Less than two weeks before his death, Larsen pulled ahead of pole-sitter Greg Weld during the second lap of a feature USAC sprint race in Winchester, and held onto his lead to win the thirty-lap race.

==Accident, death and interment==
Larson died on June 11, 1966, as a result of injuries sustained in a sprint car crash at the Reading Fairgrounds Speedway in Berks County, Pennsylvania that also claimed the life of Red Riegel. According to The Kansas City Star, "Authorities said the accident occurred when the wheels of their cars locked during the second lap of the featured event." Both cars then "went up a short embankment around the first turn near the grandstand and tumbled back onto the track two times in succession," pinning both men inside their respective cars. A crowd of roughly six thousand witnessed the accident. Larson was buried at the Cook-Walden Capital Parks Cemetery and Mausoleum in Pflugerville, Texas. Mario Andretti was among those who later paid tribute to him.

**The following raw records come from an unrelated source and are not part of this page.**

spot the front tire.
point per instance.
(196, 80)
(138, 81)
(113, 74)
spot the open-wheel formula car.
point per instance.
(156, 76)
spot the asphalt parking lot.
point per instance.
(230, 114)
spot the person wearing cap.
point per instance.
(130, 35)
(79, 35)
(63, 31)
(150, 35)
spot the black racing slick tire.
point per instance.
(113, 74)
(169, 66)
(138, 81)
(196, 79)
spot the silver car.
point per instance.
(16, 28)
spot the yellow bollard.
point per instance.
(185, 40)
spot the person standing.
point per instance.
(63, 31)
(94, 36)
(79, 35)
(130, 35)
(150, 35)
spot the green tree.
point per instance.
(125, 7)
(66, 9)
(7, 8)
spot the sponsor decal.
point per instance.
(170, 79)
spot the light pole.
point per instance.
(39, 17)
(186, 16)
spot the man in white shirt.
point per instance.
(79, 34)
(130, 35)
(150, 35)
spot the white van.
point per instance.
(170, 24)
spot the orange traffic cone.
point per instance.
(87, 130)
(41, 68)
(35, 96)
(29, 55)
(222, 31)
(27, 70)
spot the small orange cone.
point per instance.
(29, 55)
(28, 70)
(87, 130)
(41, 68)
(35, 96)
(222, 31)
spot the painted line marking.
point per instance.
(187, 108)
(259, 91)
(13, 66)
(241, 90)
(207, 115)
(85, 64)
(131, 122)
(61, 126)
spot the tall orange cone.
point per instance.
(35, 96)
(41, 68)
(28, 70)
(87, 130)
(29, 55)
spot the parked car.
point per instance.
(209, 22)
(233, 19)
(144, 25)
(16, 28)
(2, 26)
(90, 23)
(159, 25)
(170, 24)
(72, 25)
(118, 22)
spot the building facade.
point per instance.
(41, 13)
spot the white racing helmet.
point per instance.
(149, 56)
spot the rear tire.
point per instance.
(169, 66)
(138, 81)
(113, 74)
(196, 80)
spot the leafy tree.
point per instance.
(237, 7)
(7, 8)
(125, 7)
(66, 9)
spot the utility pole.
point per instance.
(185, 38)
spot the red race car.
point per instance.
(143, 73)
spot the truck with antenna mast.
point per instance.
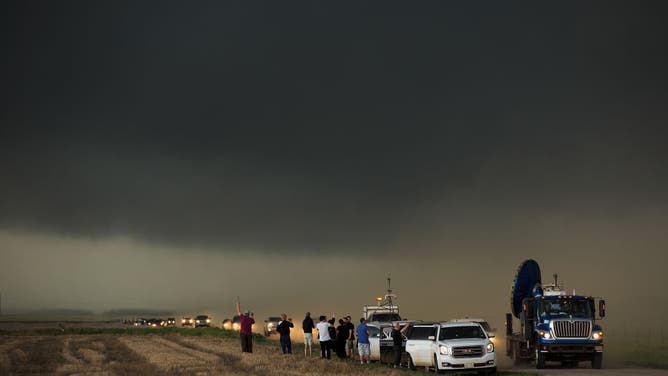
(385, 309)
(554, 325)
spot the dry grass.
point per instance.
(33, 356)
(167, 355)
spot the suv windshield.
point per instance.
(458, 332)
(385, 317)
(422, 332)
(562, 307)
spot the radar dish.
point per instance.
(528, 274)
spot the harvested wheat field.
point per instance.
(175, 354)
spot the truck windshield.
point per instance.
(563, 307)
(457, 332)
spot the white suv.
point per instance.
(452, 346)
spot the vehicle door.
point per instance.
(419, 344)
(374, 342)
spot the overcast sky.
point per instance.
(326, 132)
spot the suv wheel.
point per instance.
(597, 361)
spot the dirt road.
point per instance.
(170, 354)
(595, 372)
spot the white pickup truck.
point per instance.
(452, 346)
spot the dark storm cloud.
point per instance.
(327, 126)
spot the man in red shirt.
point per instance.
(246, 319)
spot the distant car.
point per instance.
(202, 321)
(236, 323)
(155, 323)
(270, 325)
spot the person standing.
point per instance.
(283, 329)
(363, 345)
(308, 326)
(324, 338)
(397, 340)
(246, 331)
(350, 343)
(341, 338)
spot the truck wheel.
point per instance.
(516, 354)
(411, 365)
(540, 359)
(597, 361)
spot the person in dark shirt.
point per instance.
(341, 338)
(283, 329)
(397, 340)
(350, 342)
(246, 331)
(308, 326)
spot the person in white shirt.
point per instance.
(324, 338)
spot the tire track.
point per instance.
(170, 356)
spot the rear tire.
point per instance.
(516, 354)
(597, 361)
(411, 365)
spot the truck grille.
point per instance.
(571, 329)
(467, 352)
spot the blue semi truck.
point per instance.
(554, 326)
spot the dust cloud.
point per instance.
(469, 277)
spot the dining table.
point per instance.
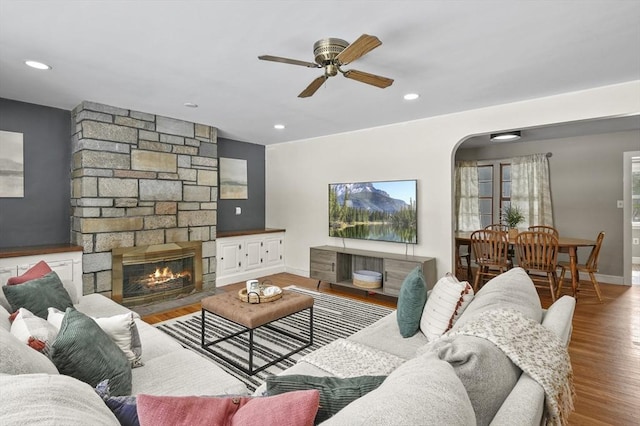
(565, 244)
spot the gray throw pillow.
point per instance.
(486, 372)
(411, 301)
(38, 295)
(84, 351)
(335, 393)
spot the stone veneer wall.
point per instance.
(140, 179)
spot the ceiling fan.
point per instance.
(331, 54)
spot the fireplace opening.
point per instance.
(153, 273)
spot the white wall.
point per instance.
(297, 173)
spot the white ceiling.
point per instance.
(153, 56)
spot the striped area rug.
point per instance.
(333, 318)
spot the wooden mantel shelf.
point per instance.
(224, 234)
(38, 250)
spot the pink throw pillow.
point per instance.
(291, 408)
(38, 270)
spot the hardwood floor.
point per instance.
(604, 348)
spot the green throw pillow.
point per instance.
(335, 393)
(411, 301)
(38, 295)
(84, 351)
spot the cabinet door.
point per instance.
(395, 271)
(229, 259)
(323, 265)
(273, 251)
(253, 254)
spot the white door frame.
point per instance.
(626, 184)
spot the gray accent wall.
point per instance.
(253, 214)
(42, 216)
(586, 182)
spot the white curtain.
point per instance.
(467, 205)
(531, 189)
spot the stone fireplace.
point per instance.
(148, 274)
(140, 180)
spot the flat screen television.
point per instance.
(381, 211)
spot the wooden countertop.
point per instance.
(36, 250)
(223, 234)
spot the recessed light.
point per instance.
(506, 136)
(37, 65)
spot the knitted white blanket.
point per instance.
(346, 358)
(536, 350)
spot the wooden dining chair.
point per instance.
(490, 252)
(590, 267)
(538, 252)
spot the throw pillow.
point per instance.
(486, 372)
(17, 358)
(29, 329)
(43, 399)
(335, 393)
(294, 408)
(84, 351)
(122, 329)
(123, 407)
(411, 300)
(446, 302)
(38, 270)
(510, 290)
(424, 390)
(38, 295)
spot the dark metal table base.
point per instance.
(251, 371)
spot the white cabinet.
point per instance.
(67, 264)
(244, 257)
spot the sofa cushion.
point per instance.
(84, 351)
(18, 358)
(42, 399)
(294, 408)
(30, 329)
(448, 299)
(39, 294)
(335, 392)
(411, 300)
(422, 388)
(122, 329)
(486, 372)
(510, 290)
(38, 270)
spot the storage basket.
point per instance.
(367, 279)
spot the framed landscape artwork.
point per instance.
(11, 165)
(233, 179)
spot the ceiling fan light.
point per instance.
(506, 136)
(37, 65)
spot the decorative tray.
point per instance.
(272, 293)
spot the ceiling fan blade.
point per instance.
(288, 61)
(311, 89)
(372, 79)
(363, 45)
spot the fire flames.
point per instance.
(164, 275)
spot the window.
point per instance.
(494, 190)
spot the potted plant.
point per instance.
(512, 216)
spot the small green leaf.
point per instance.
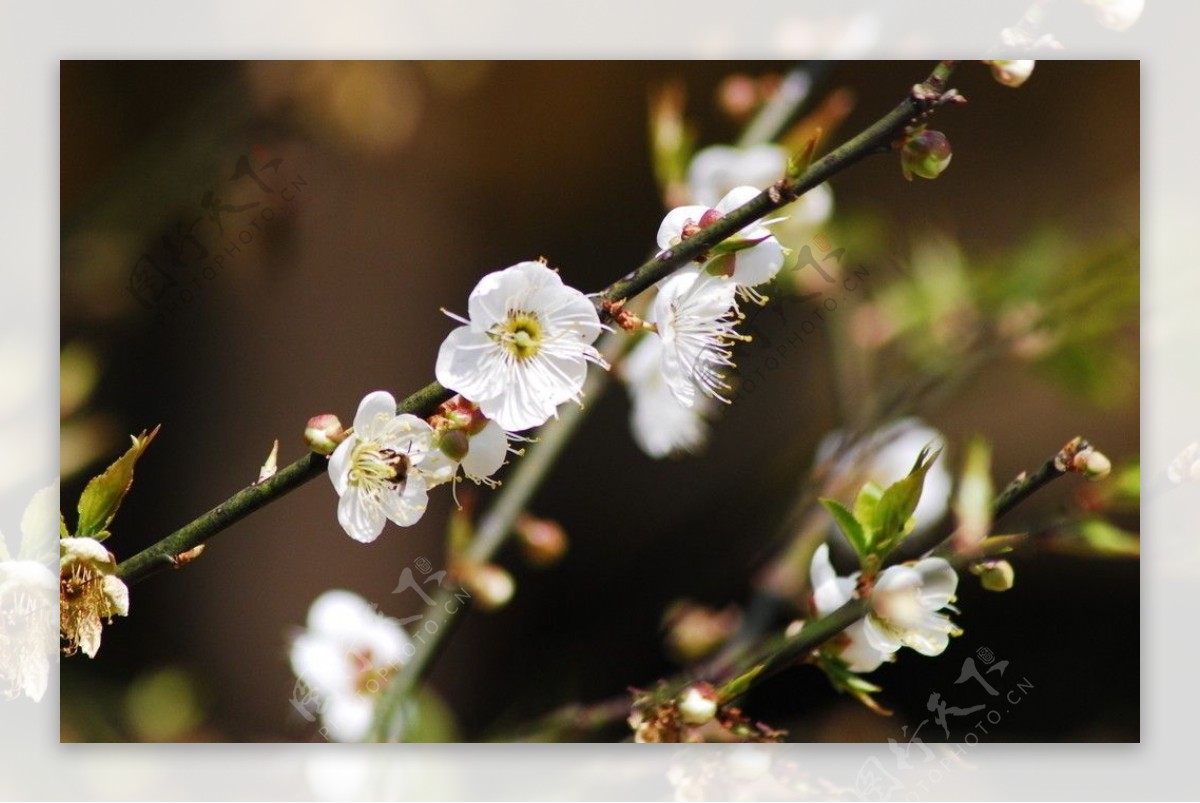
(103, 495)
(972, 503)
(893, 515)
(850, 526)
(867, 503)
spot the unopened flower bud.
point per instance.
(697, 705)
(925, 154)
(994, 575)
(1119, 15)
(1091, 463)
(454, 444)
(543, 540)
(491, 587)
(323, 433)
(1012, 72)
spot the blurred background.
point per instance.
(351, 201)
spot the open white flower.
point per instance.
(905, 605)
(718, 169)
(381, 469)
(887, 455)
(525, 349)
(694, 315)
(661, 425)
(831, 592)
(754, 264)
(89, 593)
(904, 609)
(345, 658)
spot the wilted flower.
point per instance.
(525, 349)
(379, 471)
(89, 592)
(345, 658)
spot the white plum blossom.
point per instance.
(89, 593)
(526, 347)
(831, 592)
(718, 169)
(27, 628)
(694, 315)
(382, 471)
(489, 449)
(904, 611)
(345, 658)
(887, 455)
(749, 267)
(661, 425)
(905, 605)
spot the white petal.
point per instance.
(407, 508)
(859, 654)
(471, 364)
(341, 613)
(375, 411)
(939, 582)
(671, 228)
(737, 197)
(85, 550)
(879, 636)
(322, 664)
(759, 264)
(486, 451)
(360, 517)
(340, 465)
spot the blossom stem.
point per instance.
(493, 528)
(876, 138)
(161, 555)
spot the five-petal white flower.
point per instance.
(526, 347)
(661, 425)
(754, 264)
(905, 607)
(694, 315)
(382, 469)
(90, 592)
(831, 592)
(345, 658)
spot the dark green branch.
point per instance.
(249, 499)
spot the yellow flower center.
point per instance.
(372, 466)
(521, 334)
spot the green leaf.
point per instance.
(972, 503)
(893, 514)
(867, 503)
(850, 526)
(37, 526)
(103, 495)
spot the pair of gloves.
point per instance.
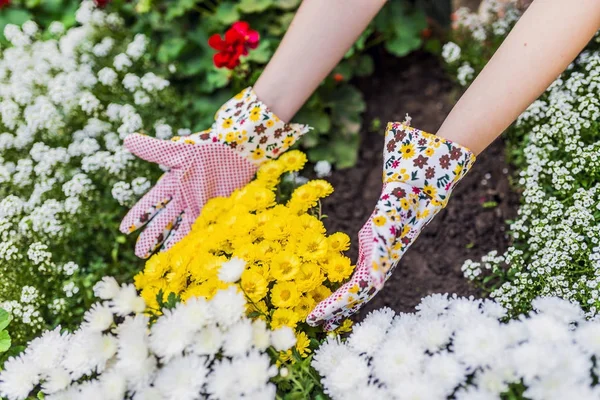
(420, 171)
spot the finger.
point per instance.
(180, 230)
(158, 230)
(346, 300)
(164, 152)
(150, 204)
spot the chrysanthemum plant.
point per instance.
(68, 98)
(275, 252)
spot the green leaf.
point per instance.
(170, 49)
(253, 6)
(4, 341)
(401, 46)
(315, 118)
(12, 16)
(287, 4)
(262, 54)
(5, 318)
(346, 151)
(364, 65)
(227, 13)
(178, 8)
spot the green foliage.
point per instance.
(5, 342)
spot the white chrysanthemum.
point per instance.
(323, 168)
(55, 379)
(559, 309)
(98, 318)
(182, 378)
(229, 306)
(451, 52)
(238, 339)
(127, 301)
(107, 288)
(261, 336)
(222, 381)
(208, 341)
(366, 338)
(283, 338)
(342, 382)
(47, 350)
(170, 325)
(19, 377)
(231, 270)
(257, 372)
(113, 385)
(107, 76)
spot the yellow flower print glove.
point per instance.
(420, 172)
(204, 165)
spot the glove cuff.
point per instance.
(429, 163)
(247, 125)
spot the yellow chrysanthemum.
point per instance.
(379, 220)
(345, 327)
(259, 307)
(255, 286)
(255, 114)
(430, 190)
(303, 344)
(270, 172)
(338, 268)
(339, 241)
(285, 295)
(310, 224)
(285, 266)
(312, 247)
(310, 277)
(304, 307)
(407, 151)
(293, 160)
(320, 294)
(284, 317)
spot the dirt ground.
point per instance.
(466, 229)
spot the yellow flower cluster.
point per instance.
(291, 264)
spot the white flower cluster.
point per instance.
(494, 19)
(61, 149)
(557, 232)
(456, 348)
(200, 349)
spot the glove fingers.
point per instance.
(158, 151)
(180, 230)
(395, 216)
(158, 230)
(150, 204)
(344, 301)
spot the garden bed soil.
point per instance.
(465, 229)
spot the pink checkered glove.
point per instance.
(204, 165)
(420, 171)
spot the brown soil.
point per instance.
(465, 229)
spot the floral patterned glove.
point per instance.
(420, 171)
(204, 165)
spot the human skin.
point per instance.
(319, 36)
(546, 39)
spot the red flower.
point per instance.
(101, 3)
(238, 39)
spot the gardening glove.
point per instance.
(204, 165)
(420, 171)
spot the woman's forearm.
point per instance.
(319, 36)
(546, 39)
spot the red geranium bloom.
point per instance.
(238, 39)
(101, 3)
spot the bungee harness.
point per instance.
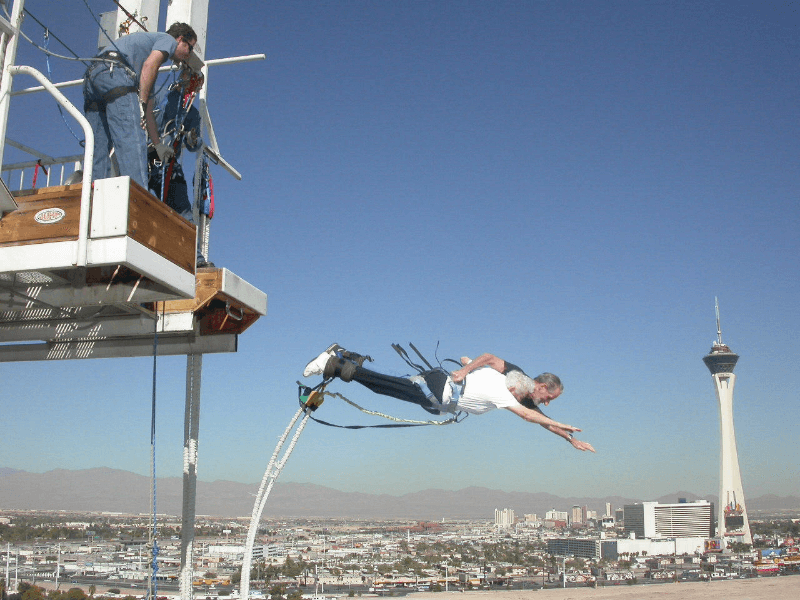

==Complete AAA/USAC Championship Car results==

Year: 1; 2; 3; 4; 5; 6; 7; 8; 9; 10; 11; 12; 13; 14; 15; 16; 17; 18; Pos; Points
1951: INDY; MIL DNQ; LAN DNQ; DAR; SPR; MIL; DUQ; DUQ; PIK; SYR; DET; DNC; SJS; PHX; BAY; -; 0
1952: INDY DNS; MIL DNQ; RAL; SPR; MIL; DET; DUQ; PIK; SYR; DNC; SJS; PHX; -; 0
1953: INDY DNQ; MIL; SPR; DET; SPR; MIL; DUQ; PIK; SYR; ISF; SAC; PHX; -; 0
1956: INDY; MIL; LAN; DAR; ATL; SPR; MIL; DUQ; SYR; ISF 4; SAC 1; PHX DNQ; 22nd; 320
1957: INDY DNQ; LAN 16; MIL; DET 4; ATL 2; SPR 2; MIL 8; DUQ 1; SYR 6; ISF 1; TRE 22; SAC 3; PHX 12; 5th; 1,170
1958: TRE 5; INDY 8; MIL 9; LAN 3; ATL 1; SPR 13; MIL; DUQ 7; SYR 5; ISF 17; TRE 22; SAC 2; PHX 1; 4th; 1,250
1959: DAY 16; TRE; INDY 29; MIL 4; LAN 2; SPR DNS; MIL; DUQ; SYR; ISF; TRE DNP; SAC; PHX; 20th; 280
1964: PHX; TRE DNQ; INDY DNQ; MIL DNQ; LAN 10; TRE 15; SPR 11; MIL 17; DUQ 6; ISF 4; TRE; SAC 6; PHX 6; 13th; 490
1965: PHX 12; TRE 5; INDY DNQ; MIL; LAN DNQ; PIP; TRE 6; IRP 19; ATL 16; LAN 12; MIL 7; SPR 8; MIL 9; DUQ 4; ISF 3; TRE 8; SAC 5; PHX 8; 9th; 1,028
1966: PHX; TRE DNQ; INDY DNP; MIL; LAN; ATL; PIP; IRP; LAN; SPR; MIL; DUQ; ISF; TRE; SAC; PHX; -; 0

==Indianapolis 500 results==

| Year | Car | Start | Qual | Rank | Finish | Laps | Led | Retired |
|---|---|---|---|---|---|---|---|---|
| 1958 | 44 | 19 | 143.512 | 11 | 8 | 200 | 0 | Running |
| 1959 | 7 | 19 | 142.298 | 23 | 29 | 45 | 0 | Crash T3 |
| Totals |  |  |  |  |  | 245 | 0 |  |

| Starts | 2 |
| Poles | 0 |
| Front Row | 0 |
| Wins | 0 |
| Top 5 | 0 |
| Top 10 | 1 |
| Retired | 1 |

==World Championship career summary==
The Indianapolis 500 was part of the FIA World Championship from 1950 through 1960. Drivers competing at Indy during those years were credited with World Championship points and participation. Larson participated in two World Championship races but scored no World Championship points.

==Awards==
Larson was inducted in the National Sprint Car Hall of Fame in 1992.